Des visages, des figures, des regards, Rosemary, Dom, Emma, Julia, Willow, Alma, Thomas et Purcell. Kundera décrit dans L’immortalité, « Solitude : douce absence de regards. » Et pourtant que d’histoires dans chacun des regards croisés sur un quai, un escalator, une rame bondée. On se regarde souvent sans se voir dans les transports en commun, pourtant parfois on imagine d’autres transports, amoureux ou amicaux. Mais avec en plus l’immense Purcell dans les oreilles et les bulles de Vincent Wüthrich, on est transporté dans un cocon douillet même si empli de cette complainte élégiaque. Il faut regarder ces yeux dans le vague (à l’âme), ces gens qui se regardent mais ne se voient plus et parlent parfois seuls, « éloignés du monde et du bruit », nous tous coincés dans notre bulle, ces paroles perdues.
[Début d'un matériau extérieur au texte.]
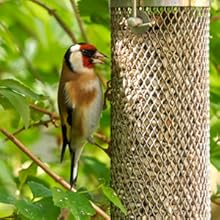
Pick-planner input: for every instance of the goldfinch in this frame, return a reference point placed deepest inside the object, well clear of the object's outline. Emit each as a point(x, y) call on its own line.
point(80, 100)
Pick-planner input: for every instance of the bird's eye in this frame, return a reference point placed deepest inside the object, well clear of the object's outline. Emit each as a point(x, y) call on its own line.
point(88, 53)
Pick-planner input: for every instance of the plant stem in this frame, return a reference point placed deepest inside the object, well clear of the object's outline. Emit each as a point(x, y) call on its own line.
point(79, 20)
point(46, 169)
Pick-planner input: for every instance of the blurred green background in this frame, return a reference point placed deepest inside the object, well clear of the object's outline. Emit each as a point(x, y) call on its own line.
point(32, 44)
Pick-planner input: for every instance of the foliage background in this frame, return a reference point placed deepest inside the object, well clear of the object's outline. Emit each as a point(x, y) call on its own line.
point(32, 45)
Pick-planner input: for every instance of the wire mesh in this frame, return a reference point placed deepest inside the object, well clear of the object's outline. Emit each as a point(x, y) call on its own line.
point(160, 114)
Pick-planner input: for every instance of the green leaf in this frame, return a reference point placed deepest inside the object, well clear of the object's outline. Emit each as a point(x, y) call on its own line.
point(48, 209)
point(112, 196)
point(90, 8)
point(79, 205)
point(19, 103)
point(19, 88)
point(29, 210)
point(92, 166)
point(30, 171)
point(6, 197)
point(39, 190)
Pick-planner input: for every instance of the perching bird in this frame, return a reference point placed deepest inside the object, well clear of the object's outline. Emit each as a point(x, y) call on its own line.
point(80, 100)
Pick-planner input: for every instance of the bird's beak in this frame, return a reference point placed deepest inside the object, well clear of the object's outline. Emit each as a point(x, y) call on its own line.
point(98, 58)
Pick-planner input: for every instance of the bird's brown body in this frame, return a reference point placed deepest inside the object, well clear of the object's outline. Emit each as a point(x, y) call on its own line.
point(80, 105)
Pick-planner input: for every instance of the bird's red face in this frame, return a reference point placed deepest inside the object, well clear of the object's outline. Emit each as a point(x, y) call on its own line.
point(90, 55)
point(83, 55)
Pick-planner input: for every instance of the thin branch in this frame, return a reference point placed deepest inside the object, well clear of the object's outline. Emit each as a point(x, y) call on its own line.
point(79, 20)
point(57, 17)
point(35, 124)
point(46, 169)
point(215, 201)
point(102, 137)
point(215, 18)
point(52, 115)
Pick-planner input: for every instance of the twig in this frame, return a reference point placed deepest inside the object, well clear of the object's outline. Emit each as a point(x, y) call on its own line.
point(102, 137)
point(215, 202)
point(215, 18)
point(57, 17)
point(52, 115)
point(35, 124)
point(78, 18)
point(46, 169)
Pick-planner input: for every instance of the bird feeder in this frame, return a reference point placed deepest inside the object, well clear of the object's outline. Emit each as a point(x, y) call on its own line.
point(160, 108)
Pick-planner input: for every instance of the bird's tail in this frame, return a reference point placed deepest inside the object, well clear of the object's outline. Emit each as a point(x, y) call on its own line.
point(73, 169)
point(75, 154)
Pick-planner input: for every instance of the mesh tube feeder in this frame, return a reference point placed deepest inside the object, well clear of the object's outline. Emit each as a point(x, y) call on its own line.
point(160, 109)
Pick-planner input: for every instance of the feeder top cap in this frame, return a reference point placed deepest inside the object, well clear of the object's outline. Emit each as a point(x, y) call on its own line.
point(161, 3)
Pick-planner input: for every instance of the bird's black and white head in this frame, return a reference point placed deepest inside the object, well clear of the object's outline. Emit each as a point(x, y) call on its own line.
point(82, 57)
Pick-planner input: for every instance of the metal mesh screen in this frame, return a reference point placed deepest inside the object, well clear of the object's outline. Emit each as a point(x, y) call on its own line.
point(160, 114)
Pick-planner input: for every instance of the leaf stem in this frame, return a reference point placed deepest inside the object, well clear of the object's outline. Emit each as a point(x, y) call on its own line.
point(46, 169)
point(79, 20)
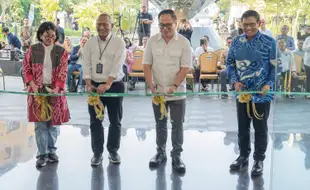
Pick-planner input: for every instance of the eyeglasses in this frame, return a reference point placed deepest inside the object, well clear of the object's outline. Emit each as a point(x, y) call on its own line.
point(49, 36)
point(168, 25)
point(252, 25)
point(104, 25)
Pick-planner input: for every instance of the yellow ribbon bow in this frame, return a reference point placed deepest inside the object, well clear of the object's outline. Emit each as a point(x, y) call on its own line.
point(98, 106)
point(160, 100)
point(246, 98)
point(46, 109)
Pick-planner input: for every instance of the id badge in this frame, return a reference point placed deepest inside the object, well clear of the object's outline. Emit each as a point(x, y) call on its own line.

Il faut donc écouter Bird On A Wire pour briser la solitude grandissante en période de « fêtes », écouter l’immense Philippe Jaroussky et finalement faire le pont, du baroque à Lennon avec le séraphique Oh My Love.
« Ici repose Henry Purcell, qui a quitté cette vie et est parti pour ce lieu béni qui est le seul où son talent puisse être surpassé. » Épitaphe sur la tombe de Purcell (1659 – 1695) enterré près de l’orgue de l’abbaye de Westminster, Londres.
Discographie
Birds On A WireBird On A Wire – Ô Solitude
Philippe Jaroussky – O solitude, my sweetest choice
Ô Solitude
Première strophe, une partie de la troisième et dernière strophe
Poème de Marc-Antoine Girard de Saint-Amant (1617)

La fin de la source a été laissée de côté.